Senza mai dimenticare tutto il male subìto, tanto da bambino quanto da adulto (le minacce erano quotidiane, arrivò persino ad essere sorvegliato dall’FBI) riuscirà a non arrendersi mai, continuando a lottare in prima linea contro il razzismo. Come insegna mamma Katie, sempre a testa alta.

Nel 1963 rifiuterà l’invito di Martin Luther King di salire sul placo del celeberrimo discorso a Washington: «La ringrazio tanto, ma lei ha lottato tanti anni per creare tutto questo, ci sono centinaia di migliaia di persone qui, tutte per lei e per il lavoro mastodontico che ha fatto. Non penso sia giusto nei suoi confronti salire sul palco assieme a lei e al suo staff. Le chiedo magari se è possibile avere un posto in prima fila per ascoltare bene il suo intervento».
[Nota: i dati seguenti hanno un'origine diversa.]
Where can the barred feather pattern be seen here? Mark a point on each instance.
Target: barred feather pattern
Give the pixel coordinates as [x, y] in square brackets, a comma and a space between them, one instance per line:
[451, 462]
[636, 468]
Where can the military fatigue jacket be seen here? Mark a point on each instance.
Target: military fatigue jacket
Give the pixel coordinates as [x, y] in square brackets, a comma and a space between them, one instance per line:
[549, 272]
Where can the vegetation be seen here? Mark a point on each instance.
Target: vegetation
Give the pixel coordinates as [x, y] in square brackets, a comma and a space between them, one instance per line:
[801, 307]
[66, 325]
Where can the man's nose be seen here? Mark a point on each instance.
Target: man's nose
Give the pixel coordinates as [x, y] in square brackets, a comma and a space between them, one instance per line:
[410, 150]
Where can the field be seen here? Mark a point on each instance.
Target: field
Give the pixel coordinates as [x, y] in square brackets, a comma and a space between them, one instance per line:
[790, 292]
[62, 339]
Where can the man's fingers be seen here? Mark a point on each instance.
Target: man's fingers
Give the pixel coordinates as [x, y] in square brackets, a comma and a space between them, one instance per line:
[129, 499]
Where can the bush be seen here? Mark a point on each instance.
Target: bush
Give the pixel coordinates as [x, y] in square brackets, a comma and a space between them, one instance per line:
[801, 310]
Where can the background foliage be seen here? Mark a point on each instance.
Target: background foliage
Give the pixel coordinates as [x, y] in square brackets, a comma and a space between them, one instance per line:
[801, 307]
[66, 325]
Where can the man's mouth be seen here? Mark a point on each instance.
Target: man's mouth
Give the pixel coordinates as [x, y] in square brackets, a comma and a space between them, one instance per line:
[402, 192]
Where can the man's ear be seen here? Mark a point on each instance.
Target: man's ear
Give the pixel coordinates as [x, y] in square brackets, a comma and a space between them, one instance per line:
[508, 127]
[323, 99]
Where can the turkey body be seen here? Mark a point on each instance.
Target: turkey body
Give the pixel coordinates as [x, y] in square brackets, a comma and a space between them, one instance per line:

Tra le decine di premi vinti nella sua carriera, forse quello più rappresentativo non è stato assegnato direttamente a lui, ma porta il suo nome: dal 2009, il miglior giocatore delle NBA Finals viene premiato con il Bill Russell NBA Finals Most Valuable Player Award. Proprio il premio che lui, pur avendo conquistato per undici volte il titolo, non è mai riuscito a vincere: fu introdotto solo nel 1969, anno del suo ultimo trionfo, ma fu assegnato a Jerry West, sconfitto con i suoi Lakers.

William Felton Russell è stato un uomo fatto a modo suo che non ha mai regalato facilmente delle emozioni, attraversando una vita difficile, vinta con il sudore e la fatica. Il primo titano dello sport professionistico, in assoluto. A testa alta.